The table is very good indeed but we lack appetites some what. . . .
We have had two or three very rough days, not stormy but the waves high so that the vessel rocks frightfully— . . .
When I started to go to the dinner table yesterday afternoon there came a lunge of the ship and I took the curtain that hangs between the main saloon and our little passage with me into the saloon and went rushing headlong against the waiters— Clara who was coming just behind me was so convulsed with laughter that she was obliged to return to her state room and laugh it out— (23 and 26 May 73, CtHMTH)
The party disembarked at Liverpool on 27 May, and stayed over for one night, probably as guests of Captain and Mrs. Mouland, who lived in Linacre (a town on the Mersey slightly north of Liverpool), before taking the train to London (Gore’s Directory, 351, 663; “Shipping Intelligence,” London Times, 29 May 73, 6). Thompson recalled:
Mr. and Mrs. Clemens paid a visit to Mrs. Mouland and the Captain at their suburban home. Some passengers had so spoken of Wales that it was determined that we should make a detour that way.
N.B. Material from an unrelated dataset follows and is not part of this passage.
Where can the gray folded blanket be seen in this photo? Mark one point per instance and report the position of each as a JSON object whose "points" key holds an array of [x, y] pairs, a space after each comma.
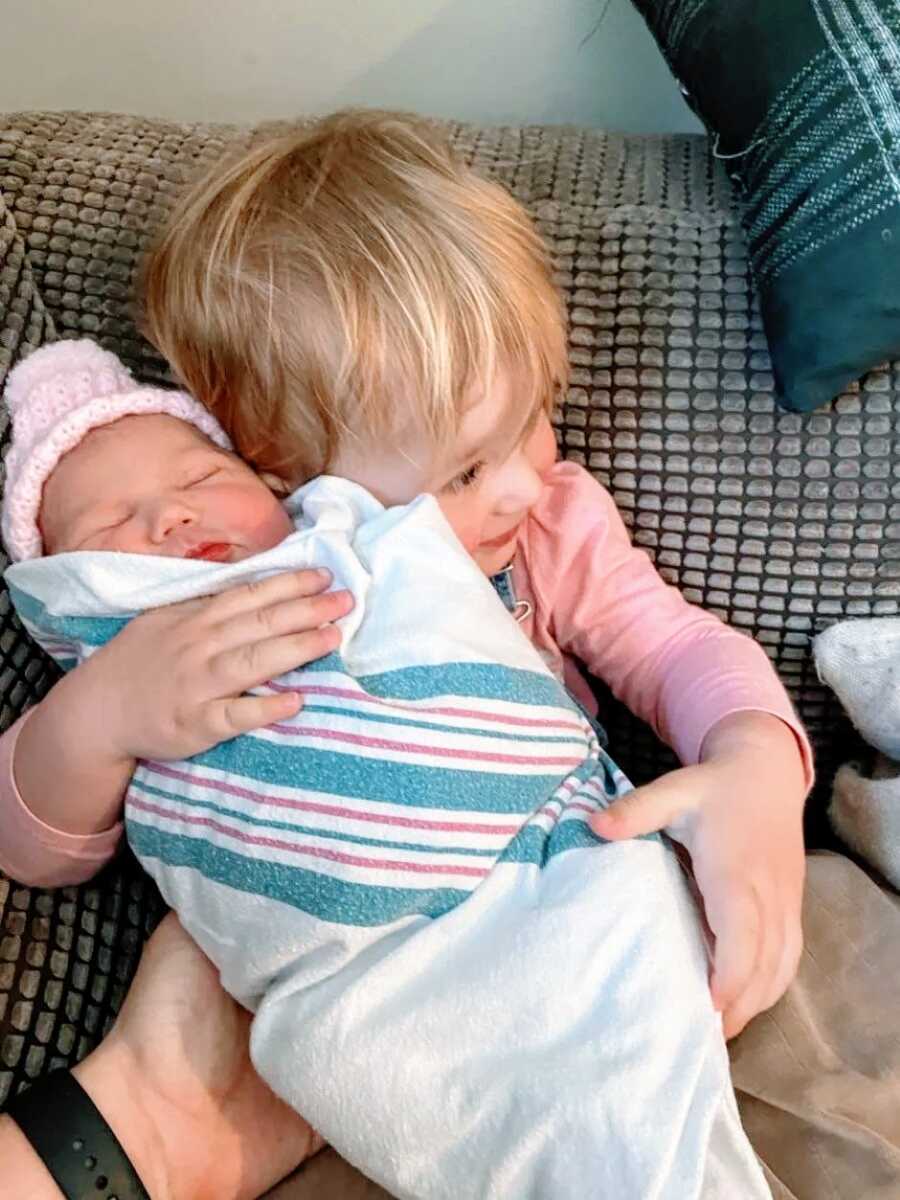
{"points": [[861, 661]]}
But it was found inconvenient and postponed; so we soon left for London. (Thompson, 84)
Olivia wrote her sister that they
left Liverpool at 11.30 and reached here London about 5.30 the ride was the most charming that I ever could imagine— . . . So many things that I had read were made plain to me as we rode along—the little thatched villages, the foot paths by the side of the road— It was like riding for all those hours through Central Park— (31 May 73, CtHMTH)
Upon the recommendation of a fellow passenger, the Clemenses took rooms at a private hotel, Edwards’s Royal Cambridge Hotel in Hanover Square; Thompson “took lodging in a cheaper locality near by” (Thompson, 85; Baedeker 1878, 7). Thompson recalled:
There was little routine in our daily life here. Sometimes Clemens would dictate in the morning. But there were callers, excursions and sightseeings. He preferred to dictate when fresh from some outing. Otherwise he would forget what he wanted to record. He would light a cigar, walk back and forth and spin it out while I took it down, with an audible grin now and then, the ladies at their needlework. “How cosy this is,” said Mrs. Clemens. (Thompson, 85)
The Clemenses were soon so busy with social engagements that they had little time for sightseeing. According to Albert Bigelow Paine, “It was a period of continuous honor and entertainment. If Mark Twain had been a lion on his first visit, he was little less than royalty now. His rooms at the Langham to which he moved on 25 June were like a court” ( MTB , 1:484).